Ian Matteoli

Personal information
- Nationality: Italian
- Born: 30 December 2005 (age 20) Bardonecchia, Italy

Sport
- Country: Italian
- Sport: Snowboarding

Medal record
Men's snowboarding
Representing Italy
Junior World Championships
| Bronze medal – third place | 2023 Cardrona | Big air |

= Ian Matteoli =

Italian snowboarder (born 2005)

Ian Matteoli (born 30 December 2005) is an Italian snowboarder. He will be representing Italy in the 2026 Winter Olympics.

==Career==

In December 2022 he achieved his and Italy's first ever Men's Big Air World Cup podium in the 2022–23 FIS Snowboard World Cup. Matteoli ruptured his spleen in February 2023.

Matteoli claimed the bronze medal in the 2023 FIS Snowboarding Junior World Championships – Men's big air held in Cardrona, New Zealand.

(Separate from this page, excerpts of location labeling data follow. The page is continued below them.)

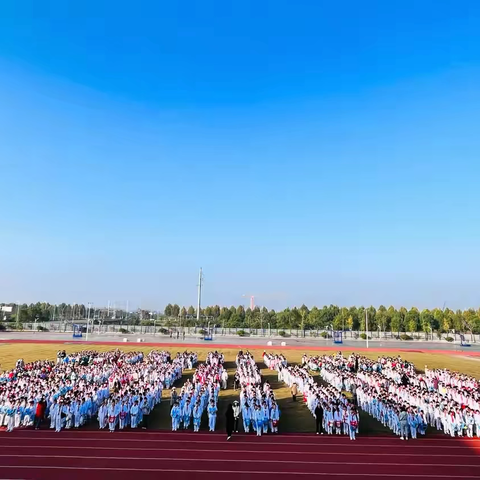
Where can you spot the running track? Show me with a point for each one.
(94, 455)
(239, 346)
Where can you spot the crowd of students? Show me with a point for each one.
(333, 412)
(406, 402)
(117, 388)
(199, 395)
(258, 406)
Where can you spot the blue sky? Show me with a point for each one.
(309, 152)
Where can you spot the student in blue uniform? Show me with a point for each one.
(274, 418)
(212, 415)
(176, 415)
(134, 414)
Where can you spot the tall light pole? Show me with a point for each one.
(366, 324)
(199, 303)
(88, 319)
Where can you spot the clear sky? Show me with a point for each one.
(304, 151)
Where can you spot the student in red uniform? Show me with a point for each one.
(40, 412)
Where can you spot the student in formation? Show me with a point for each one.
(230, 421)
(266, 417)
(403, 419)
(274, 418)
(224, 379)
(102, 416)
(29, 415)
(212, 416)
(9, 417)
(176, 415)
(353, 423)
(123, 415)
(247, 417)
(40, 412)
(338, 420)
(318, 419)
(413, 424)
(328, 420)
(236, 415)
(112, 417)
(187, 414)
(258, 416)
(197, 416)
(134, 414)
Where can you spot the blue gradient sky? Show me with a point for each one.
(309, 152)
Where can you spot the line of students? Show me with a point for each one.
(72, 391)
(331, 409)
(391, 391)
(199, 395)
(258, 405)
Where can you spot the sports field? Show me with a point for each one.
(88, 452)
(295, 416)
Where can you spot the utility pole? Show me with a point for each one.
(200, 280)
(366, 324)
(88, 318)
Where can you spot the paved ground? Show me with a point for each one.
(74, 455)
(219, 340)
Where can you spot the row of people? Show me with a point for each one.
(407, 409)
(274, 361)
(198, 396)
(257, 405)
(72, 391)
(330, 407)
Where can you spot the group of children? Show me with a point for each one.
(258, 405)
(118, 388)
(199, 395)
(333, 412)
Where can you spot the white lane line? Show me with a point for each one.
(279, 452)
(217, 460)
(168, 433)
(399, 445)
(232, 472)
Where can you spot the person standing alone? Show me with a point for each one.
(319, 419)
(230, 420)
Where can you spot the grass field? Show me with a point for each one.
(295, 415)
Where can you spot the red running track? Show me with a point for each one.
(93, 455)
(219, 346)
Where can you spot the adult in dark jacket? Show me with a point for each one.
(319, 419)
(230, 419)
(40, 412)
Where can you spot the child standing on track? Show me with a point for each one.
(274, 418)
(353, 423)
(176, 414)
(212, 415)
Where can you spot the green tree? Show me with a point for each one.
(396, 324)
(383, 320)
(412, 320)
(427, 320)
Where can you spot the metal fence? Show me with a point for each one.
(175, 332)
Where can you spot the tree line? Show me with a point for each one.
(328, 317)
(333, 317)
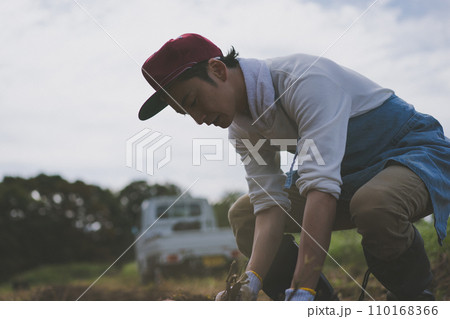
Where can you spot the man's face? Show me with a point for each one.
(203, 101)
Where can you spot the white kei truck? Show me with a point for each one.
(181, 235)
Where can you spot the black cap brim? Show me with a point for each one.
(151, 107)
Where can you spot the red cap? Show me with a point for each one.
(166, 64)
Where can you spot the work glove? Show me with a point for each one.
(249, 286)
(301, 294)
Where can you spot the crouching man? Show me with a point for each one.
(366, 160)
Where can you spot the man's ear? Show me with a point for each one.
(218, 69)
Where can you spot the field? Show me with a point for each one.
(69, 282)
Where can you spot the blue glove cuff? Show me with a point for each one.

He claimed two big-air podiums in the 2024–25 FIS Snowboard World Cup and ended the season second in the big-air standings.

Matteoli represented Italy in the FIS Freestyle Ski and Snowboarding World Championships 2025 in the big air and the slopestyle coming seventh in the former and tenth in the latter.

He represents Italy at the 2026 Winter Olympics in big air and slopestyle, marking his Olympic debut.

==Personal life==

He is the son of Andrea Matteoli, a former snowboarder.